From Discussion to Drama
It is not the practice of seminar alone that makes me think of the role of friendship in teaching literature. It is also play – drama. Here the theatrical aspect of literature comes to the fore. In studying a play, we have an opportunity to see and be moved by the drama, to learn and imitate the craft of the playwright, but also, and very significantly, to engage in the formation of the player. About 17 years ago, a job change brought me to The Heights—a school that emphasizes recitation of great poetry in teaching literature. This was life-changing for me. As I assigned recitations to my students, I began to take them up myself. Little by little a store of Shakespeare, Hopkins, and Collins has taken up residence in my mind. And the formative influence of the recitation opened up another aspect of friendship to me. In order to recite well, we have to open our mind to another; we have to sacrifice the time to make his/her thoughts our own; and, not to be overlooked, we have to perform it well so that it might become a gift to the audience—one they can receive with ease and delight thanks to our labor in preparation. This was one step toward acting.
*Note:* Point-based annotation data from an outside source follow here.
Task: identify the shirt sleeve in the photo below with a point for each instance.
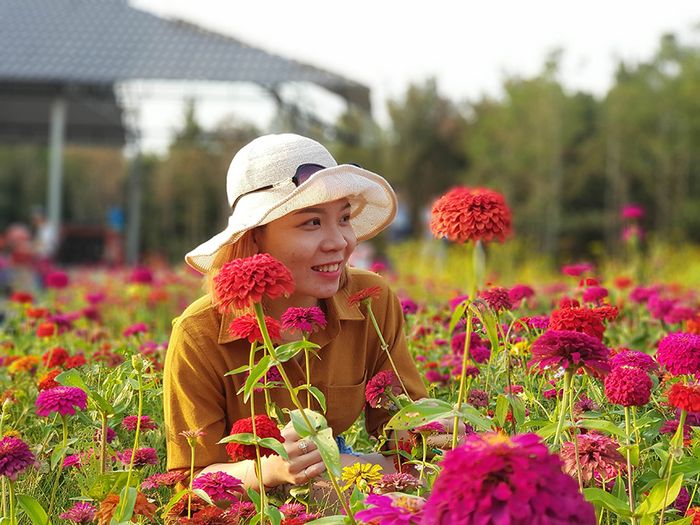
(192, 399)
(390, 319)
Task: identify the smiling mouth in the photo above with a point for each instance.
(327, 268)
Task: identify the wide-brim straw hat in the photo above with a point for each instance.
(260, 189)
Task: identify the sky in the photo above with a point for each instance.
(468, 46)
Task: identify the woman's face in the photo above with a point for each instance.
(315, 244)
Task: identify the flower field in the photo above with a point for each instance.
(578, 394)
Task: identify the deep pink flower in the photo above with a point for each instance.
(378, 389)
(628, 386)
(81, 513)
(129, 423)
(569, 350)
(15, 457)
(143, 456)
(62, 399)
(242, 282)
(219, 486)
(392, 509)
(679, 352)
(305, 320)
(496, 479)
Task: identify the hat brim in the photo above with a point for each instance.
(372, 200)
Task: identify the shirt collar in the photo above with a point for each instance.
(337, 309)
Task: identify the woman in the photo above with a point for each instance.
(289, 198)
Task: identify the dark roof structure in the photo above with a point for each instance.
(79, 49)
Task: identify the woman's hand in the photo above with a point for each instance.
(303, 465)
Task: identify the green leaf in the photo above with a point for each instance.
(33, 509)
(601, 424)
(319, 397)
(419, 413)
(258, 371)
(501, 409)
(125, 507)
(328, 449)
(275, 445)
(654, 502)
(601, 498)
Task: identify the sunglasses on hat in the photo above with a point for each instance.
(301, 175)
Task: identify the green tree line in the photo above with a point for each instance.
(567, 162)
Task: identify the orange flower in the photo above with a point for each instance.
(470, 214)
(143, 507)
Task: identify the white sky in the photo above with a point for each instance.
(469, 46)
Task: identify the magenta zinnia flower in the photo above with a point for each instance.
(598, 457)
(305, 320)
(392, 509)
(62, 399)
(219, 486)
(496, 479)
(143, 456)
(679, 352)
(628, 386)
(15, 457)
(81, 513)
(568, 349)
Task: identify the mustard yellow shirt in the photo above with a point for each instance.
(197, 394)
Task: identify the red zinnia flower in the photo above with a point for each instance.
(242, 282)
(15, 457)
(628, 386)
(264, 427)
(568, 349)
(685, 397)
(54, 357)
(476, 214)
(62, 399)
(365, 294)
(246, 327)
(306, 320)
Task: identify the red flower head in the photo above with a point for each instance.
(54, 357)
(685, 397)
(568, 350)
(628, 386)
(470, 214)
(242, 282)
(264, 427)
(306, 320)
(246, 327)
(366, 294)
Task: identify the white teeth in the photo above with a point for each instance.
(327, 268)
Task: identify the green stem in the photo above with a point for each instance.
(628, 455)
(568, 376)
(260, 316)
(59, 465)
(385, 348)
(461, 394)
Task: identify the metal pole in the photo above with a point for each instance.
(56, 141)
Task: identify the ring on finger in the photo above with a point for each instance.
(303, 446)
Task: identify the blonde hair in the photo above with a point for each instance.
(244, 247)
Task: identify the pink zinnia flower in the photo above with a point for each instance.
(62, 399)
(81, 513)
(679, 352)
(376, 391)
(306, 320)
(628, 386)
(569, 350)
(129, 423)
(242, 282)
(15, 457)
(143, 456)
(219, 486)
(496, 479)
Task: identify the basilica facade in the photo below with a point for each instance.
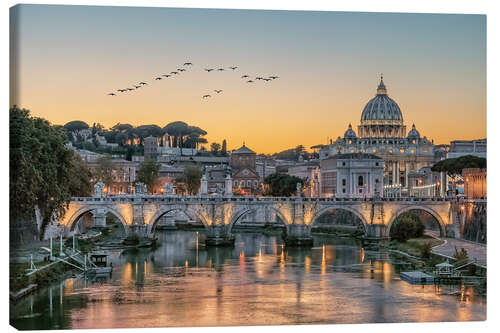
(382, 132)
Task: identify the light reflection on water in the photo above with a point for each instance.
(257, 282)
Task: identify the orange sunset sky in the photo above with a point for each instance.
(66, 59)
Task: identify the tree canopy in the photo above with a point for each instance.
(43, 172)
(281, 185)
(190, 179)
(454, 166)
(76, 125)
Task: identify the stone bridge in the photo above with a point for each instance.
(142, 213)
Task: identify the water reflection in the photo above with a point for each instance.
(257, 282)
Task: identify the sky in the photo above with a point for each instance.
(66, 59)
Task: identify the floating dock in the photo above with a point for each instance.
(417, 277)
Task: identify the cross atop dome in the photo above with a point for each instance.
(381, 89)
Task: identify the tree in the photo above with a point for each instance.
(41, 169)
(454, 166)
(190, 179)
(148, 174)
(104, 170)
(407, 225)
(80, 183)
(215, 147)
(281, 185)
(224, 147)
(76, 125)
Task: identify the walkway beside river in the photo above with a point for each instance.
(474, 250)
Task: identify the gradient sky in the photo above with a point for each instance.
(70, 57)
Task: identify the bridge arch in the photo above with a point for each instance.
(240, 213)
(190, 212)
(322, 211)
(433, 213)
(86, 209)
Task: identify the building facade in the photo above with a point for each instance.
(244, 171)
(474, 183)
(359, 175)
(382, 132)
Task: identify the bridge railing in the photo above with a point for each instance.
(242, 199)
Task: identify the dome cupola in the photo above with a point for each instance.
(381, 117)
(413, 134)
(350, 134)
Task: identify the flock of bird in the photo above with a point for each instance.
(183, 68)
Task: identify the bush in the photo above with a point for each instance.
(425, 250)
(407, 226)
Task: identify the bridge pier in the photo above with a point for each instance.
(376, 235)
(99, 217)
(218, 235)
(298, 235)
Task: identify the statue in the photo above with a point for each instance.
(98, 189)
(168, 189)
(141, 188)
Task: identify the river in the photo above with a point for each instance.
(257, 282)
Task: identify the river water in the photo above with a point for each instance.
(258, 282)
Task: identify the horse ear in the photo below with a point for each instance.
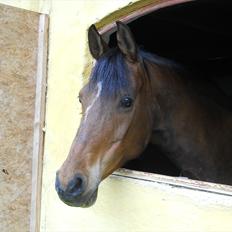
(126, 42)
(97, 46)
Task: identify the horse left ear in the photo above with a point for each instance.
(97, 46)
(126, 42)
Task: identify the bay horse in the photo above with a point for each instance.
(134, 98)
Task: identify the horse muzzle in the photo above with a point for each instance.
(75, 193)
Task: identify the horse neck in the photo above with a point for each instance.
(168, 90)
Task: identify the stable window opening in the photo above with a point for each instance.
(196, 34)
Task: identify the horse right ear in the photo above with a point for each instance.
(97, 46)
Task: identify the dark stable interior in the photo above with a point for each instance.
(196, 34)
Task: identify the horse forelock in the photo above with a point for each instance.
(113, 73)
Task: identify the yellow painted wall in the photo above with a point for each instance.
(123, 204)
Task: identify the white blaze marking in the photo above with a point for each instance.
(99, 89)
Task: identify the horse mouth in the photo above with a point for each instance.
(83, 202)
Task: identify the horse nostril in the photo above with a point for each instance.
(76, 186)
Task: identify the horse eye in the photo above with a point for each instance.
(126, 102)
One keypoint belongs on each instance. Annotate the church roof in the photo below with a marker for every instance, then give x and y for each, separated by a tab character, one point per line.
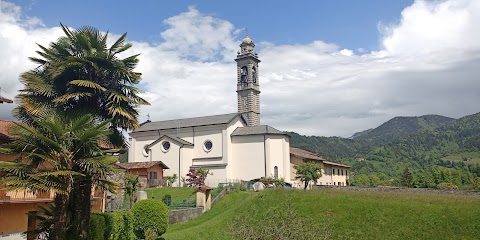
136	165
179	140
309	155
256	130
188	122
2	100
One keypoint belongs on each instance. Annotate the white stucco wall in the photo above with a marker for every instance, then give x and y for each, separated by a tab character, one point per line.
277	155
249	158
It was only another short step to grouping students together to enact Shakespearean scenes—here come Gower and Fluellen (armed with leek and awaiting Pistol’s entrance); here comes Pistol, and we see him forced to eat more than his words. It gives us another understanding of the Chorus’ words:
And so our scene to the battle must fly;
Where—O for pity!—we shall much disgrace
With four or five most ragged and vile foils,
Right ill-disposed in brawl ridiculous,
The name of Agincourt. Yet sit and see,
Minding true things by what their mockeries be. (Henry V 4.P.48-53)
The smell of leek in a classroom (which can indeed make one “qualmish”) after the laughter that accompanied one classmate rebuking another, cudgeling him in jest – “in brawl ridiculous”, adds much to the study of Henry V. To practice each word, each gesture, and even the angle of each gesture with the audience in mind is a formative, practical endeavor. Always the other is in mind – the poet, the character, the castmate, the audience. This is a training in friendship. Perhaps with such practice the liberal arts can and do cultivate in us those virtues that Seneca enjoins on us – empathy and kindliness among them.
Recalled to the Classroom by Friendship
These experiences bring me back to the classroom each year. Friendship is the particular subject of my interest in returning. The literature teacher can bring this perspective of friendship to three audiences: to students—engaging Gower and Henry and Pistol as friends; to teachers and parents—engaging the poet as a moral philosopher and culture shaper; and to budding playwrights (of all of today’s sorts of plays)—engaging the images that “tell all the truth but tell it slant”—each a soul who can meet in Shakespeare and other writers (and today’s playwright) a poetic soul – one steeped in true images, encouraging us “to mind true things by what their mockeries be.”